Feeling a little overwhelmed just now, following my appointment with my haematologist yesterday.
I have very recently been diagnosed with Myelofibrosis, post ET, yesterday I was told that I am stage Intermediate 1 risk with a prognosis of 80 months. I am aware this is an average prognosis, could be less could be more scenario.
I am currently taking 45mg Pegasys monthly, blood’s are not affected as yet, spleen normal size, liver ok.
Awaiting gene testing result.
Does anyone have any advice or experience on how to deal with this with as far as treatment/ progression/ prognosis is concerned.
I love this group and the support it provides to us all.
I have plodded along quite nicely since ET diagnosis 17 years ago but struggling with this one.
Sorry to hear your ET has progressed myelofibrosis. 14 years in with ET myself it’s something that plays on my mind. Out of curiosity if your bloods and spleen are OK what pointed them to progression. Also what is the plan now. Are you continuing with Peg or changing treatment. My MPN specialist keeps saying there are new treatments for myelofibrosis coming down the line and that’s it’s exciting times in that field so hopefully this will be of benefit to you.
Hi, it’s early days yet as far as treatment is concerned, I was having lots of unexplained symptoms and had not had a BMB biopsy since diagnosed 17 years ago, my Haem thought we needed another biopsy to look at what’s occurring now.
It has shown some fibrosis so here we are.
For now I am continuing with Peg, albeit reduced due to shortages but so far so good with the reduction.
I am not at the stage to change to Rux or have SCT, this apparently is at stage Intermediate 2..
We are waiting on genetic results from the biopsy which may give a better picture of what is going on and how things may progress as well as a clearer treatment plan.
All new to me and I have to say rather scary.

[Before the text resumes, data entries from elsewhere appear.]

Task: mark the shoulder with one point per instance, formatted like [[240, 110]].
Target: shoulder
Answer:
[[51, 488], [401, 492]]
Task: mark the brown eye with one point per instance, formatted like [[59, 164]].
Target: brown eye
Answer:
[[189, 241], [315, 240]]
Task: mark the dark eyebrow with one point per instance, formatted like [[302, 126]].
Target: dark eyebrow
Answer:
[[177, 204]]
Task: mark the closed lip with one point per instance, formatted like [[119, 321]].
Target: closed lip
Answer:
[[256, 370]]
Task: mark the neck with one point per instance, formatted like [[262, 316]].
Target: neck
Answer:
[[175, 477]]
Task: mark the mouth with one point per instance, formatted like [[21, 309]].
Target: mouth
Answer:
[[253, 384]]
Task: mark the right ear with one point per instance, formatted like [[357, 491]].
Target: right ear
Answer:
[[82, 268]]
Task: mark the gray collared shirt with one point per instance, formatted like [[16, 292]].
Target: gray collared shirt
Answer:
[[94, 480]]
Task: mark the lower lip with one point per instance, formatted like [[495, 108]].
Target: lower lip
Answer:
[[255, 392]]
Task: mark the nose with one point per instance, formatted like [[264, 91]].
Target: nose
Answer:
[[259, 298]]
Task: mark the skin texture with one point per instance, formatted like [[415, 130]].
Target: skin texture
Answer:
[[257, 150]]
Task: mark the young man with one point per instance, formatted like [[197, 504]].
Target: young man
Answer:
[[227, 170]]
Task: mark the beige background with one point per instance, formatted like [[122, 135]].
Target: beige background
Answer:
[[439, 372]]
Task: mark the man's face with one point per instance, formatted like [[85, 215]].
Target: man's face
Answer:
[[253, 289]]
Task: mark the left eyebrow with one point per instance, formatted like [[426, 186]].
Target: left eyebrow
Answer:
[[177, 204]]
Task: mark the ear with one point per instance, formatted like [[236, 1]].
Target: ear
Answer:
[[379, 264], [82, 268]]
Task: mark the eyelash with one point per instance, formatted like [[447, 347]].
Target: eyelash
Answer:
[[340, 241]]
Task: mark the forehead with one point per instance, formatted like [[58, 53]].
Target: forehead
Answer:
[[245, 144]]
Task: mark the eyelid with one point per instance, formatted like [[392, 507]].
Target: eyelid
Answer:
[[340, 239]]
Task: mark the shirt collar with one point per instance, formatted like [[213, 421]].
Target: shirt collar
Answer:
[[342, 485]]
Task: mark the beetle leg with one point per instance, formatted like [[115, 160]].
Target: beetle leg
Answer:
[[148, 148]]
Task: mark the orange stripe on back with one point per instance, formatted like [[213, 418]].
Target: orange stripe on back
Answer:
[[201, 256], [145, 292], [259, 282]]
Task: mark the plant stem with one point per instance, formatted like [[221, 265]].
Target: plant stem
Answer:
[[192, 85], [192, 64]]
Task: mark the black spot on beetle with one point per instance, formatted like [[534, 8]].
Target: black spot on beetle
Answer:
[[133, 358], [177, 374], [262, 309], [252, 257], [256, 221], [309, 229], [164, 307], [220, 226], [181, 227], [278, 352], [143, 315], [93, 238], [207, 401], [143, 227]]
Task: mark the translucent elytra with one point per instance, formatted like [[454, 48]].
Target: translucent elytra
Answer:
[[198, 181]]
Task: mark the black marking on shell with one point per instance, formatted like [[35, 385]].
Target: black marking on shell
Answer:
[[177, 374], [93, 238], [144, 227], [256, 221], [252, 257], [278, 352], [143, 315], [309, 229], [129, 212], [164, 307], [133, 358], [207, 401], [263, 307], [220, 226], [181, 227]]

Hopefully things will become clearer in the coming months.
I think I just plodded on with ET over the past 17 years and didn’t worry too much about progression. Looking back I feel this was the right thing to do. Don’t worry about stuff until it happens.
Thankyou for your response and hopefully new treatments will come to light.
Hi Lynn. I'm around the 20 year mark for CALR ET myself. May I ask what symptoms you experienced? I have read that CALR ET is more likely to progress to myelofibrosis than jak2 positive ET. The good news is when we do progress to myelofibrosis it tends to not be a very aggressive form of it.
None of my symptoms completely ticked the boxes for MF apart from itching.
Lately I have seen Gynaecology, Vascular surgeon, ENT, Rheumatology, Opthalmology and NHS dentist for various symptoms,
it is taking so long due to the pressures on the NHS to get any diagnosis and treatment that my Haem decided it was time to have a BMB, probably to rule out any changes just in case.
It would be wrong of me to say any symptoms were actually due to MF as it was and still is not clear of of what exactly the cause of any of my Symptoms.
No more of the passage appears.